This comic gem stars Shirley MacLaine as Louisa Foster, a wealthy widow who we see at the beginning of the movie trying to give the IRS a check for $40,000,000. Louisa is then seen at the office of the psychiatrist (Robert Cummings)who she has been sent to after trying to give money to the IRS she didn't owe. We then learn, through flashbacks, Louisa's story...a simple girl who believes she is cursed because even though all she wanted was love and marriage, every time she met a man she loved and married him, he became wealthy, died, and left her all the money.

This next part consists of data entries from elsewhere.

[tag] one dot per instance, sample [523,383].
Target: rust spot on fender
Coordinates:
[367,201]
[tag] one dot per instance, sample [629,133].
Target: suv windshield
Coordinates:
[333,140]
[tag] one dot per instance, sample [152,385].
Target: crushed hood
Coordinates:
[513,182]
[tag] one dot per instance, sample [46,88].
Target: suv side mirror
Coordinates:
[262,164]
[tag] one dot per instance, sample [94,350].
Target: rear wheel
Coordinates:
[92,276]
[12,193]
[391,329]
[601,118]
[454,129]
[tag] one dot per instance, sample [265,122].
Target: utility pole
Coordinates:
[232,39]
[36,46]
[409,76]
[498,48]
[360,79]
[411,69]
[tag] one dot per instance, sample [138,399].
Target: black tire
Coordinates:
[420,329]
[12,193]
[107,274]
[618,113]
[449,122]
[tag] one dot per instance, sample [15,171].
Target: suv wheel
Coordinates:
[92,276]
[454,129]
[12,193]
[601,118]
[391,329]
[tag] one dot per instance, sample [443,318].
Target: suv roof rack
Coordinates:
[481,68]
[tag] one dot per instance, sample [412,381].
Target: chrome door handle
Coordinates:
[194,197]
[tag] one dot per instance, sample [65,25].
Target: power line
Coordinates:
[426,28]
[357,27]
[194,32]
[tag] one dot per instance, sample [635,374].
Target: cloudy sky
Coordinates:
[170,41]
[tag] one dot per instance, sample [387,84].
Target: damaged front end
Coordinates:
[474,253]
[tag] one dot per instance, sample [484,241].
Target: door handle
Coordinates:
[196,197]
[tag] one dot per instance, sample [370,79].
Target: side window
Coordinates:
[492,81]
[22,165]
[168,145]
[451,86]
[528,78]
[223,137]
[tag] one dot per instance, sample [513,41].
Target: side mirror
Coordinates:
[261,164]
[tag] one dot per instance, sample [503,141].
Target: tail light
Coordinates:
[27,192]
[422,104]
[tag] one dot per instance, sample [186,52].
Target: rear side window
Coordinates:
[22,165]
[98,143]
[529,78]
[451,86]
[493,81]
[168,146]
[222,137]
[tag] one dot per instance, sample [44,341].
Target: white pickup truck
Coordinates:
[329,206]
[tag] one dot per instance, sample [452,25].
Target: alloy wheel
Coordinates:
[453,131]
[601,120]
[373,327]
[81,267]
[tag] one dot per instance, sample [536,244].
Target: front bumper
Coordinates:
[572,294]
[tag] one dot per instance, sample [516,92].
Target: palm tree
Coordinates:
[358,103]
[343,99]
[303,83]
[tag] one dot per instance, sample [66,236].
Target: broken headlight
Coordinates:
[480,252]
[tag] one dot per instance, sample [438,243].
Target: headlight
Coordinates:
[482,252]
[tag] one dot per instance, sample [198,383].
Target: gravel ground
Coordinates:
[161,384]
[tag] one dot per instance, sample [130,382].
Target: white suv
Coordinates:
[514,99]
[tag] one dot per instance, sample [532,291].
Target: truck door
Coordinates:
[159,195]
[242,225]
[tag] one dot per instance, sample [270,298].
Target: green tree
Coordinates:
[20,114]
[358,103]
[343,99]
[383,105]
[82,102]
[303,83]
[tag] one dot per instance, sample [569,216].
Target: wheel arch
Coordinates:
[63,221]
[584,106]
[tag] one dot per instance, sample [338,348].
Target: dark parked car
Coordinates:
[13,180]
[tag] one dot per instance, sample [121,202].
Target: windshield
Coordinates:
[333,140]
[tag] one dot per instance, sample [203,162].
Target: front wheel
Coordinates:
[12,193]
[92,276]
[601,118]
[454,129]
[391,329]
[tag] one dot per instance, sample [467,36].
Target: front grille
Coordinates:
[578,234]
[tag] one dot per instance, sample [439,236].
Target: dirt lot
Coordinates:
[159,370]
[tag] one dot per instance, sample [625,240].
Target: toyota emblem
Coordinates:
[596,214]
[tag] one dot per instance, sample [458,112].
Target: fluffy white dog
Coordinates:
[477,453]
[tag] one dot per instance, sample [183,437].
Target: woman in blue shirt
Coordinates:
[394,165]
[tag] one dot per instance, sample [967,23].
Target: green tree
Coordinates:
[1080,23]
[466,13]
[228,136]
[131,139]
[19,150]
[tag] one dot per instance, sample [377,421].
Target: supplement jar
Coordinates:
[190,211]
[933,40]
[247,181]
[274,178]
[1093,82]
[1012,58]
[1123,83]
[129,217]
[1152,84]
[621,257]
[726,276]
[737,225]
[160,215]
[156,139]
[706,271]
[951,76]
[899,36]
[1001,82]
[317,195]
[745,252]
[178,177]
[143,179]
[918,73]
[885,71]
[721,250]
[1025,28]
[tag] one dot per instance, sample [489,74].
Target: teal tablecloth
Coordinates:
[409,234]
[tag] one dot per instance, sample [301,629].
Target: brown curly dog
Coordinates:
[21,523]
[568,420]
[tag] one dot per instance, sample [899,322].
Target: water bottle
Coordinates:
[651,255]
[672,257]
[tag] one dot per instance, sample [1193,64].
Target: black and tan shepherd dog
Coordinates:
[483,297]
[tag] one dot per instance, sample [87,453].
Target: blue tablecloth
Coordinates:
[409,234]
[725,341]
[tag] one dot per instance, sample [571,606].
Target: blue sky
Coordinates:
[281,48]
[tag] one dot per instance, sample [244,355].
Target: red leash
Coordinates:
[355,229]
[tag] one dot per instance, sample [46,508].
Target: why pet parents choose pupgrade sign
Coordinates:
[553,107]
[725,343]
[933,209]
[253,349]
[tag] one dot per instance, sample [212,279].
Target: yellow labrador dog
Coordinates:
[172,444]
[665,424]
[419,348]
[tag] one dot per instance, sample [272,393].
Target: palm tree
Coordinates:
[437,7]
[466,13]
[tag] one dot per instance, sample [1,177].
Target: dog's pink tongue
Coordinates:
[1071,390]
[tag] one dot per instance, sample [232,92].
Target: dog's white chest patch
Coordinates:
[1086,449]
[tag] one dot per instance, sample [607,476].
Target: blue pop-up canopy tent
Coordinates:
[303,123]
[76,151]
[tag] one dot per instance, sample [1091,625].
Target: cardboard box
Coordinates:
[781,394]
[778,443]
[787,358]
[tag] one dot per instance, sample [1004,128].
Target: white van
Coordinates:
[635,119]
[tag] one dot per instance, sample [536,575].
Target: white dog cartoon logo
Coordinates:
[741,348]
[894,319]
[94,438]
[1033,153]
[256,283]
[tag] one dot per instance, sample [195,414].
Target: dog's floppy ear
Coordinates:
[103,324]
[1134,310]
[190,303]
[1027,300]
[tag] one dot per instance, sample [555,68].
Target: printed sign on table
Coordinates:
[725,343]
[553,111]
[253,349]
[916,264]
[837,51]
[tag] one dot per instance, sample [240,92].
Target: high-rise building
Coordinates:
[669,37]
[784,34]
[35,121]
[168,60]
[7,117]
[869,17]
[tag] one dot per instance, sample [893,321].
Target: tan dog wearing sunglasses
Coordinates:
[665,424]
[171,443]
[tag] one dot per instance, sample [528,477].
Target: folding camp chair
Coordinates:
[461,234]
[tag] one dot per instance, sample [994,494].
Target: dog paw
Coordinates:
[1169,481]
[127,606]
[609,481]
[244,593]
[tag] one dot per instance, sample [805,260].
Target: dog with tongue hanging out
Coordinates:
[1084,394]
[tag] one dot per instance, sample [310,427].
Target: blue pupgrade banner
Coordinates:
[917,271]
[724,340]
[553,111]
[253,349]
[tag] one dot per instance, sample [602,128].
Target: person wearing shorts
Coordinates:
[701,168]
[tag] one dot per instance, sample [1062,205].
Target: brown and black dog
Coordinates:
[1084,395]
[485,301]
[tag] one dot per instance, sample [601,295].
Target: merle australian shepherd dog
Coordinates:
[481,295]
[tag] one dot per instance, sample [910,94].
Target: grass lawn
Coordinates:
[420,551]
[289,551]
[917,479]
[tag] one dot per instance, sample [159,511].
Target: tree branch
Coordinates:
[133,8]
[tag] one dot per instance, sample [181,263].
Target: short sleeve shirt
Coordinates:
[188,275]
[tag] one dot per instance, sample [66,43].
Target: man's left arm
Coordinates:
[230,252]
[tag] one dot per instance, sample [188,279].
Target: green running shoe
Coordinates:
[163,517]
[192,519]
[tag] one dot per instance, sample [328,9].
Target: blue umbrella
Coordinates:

Dean Martin appears as the small town playboy from Louisa's hometown who she always fended off. Dick Van Dyke plays her first husband, a general store owner whose ambition turns his store into a billion dollar franchise. Paul Newman, very amusing in a rare comedic turn, plays husband #2, an eccentric artist. Robert Mitchum is husband #3, who Louisa thinks is safe because he was rich when they met, and Gene Kelly is on target as husband #4, a struggling nightclub performer who overnight becomes an international movie star.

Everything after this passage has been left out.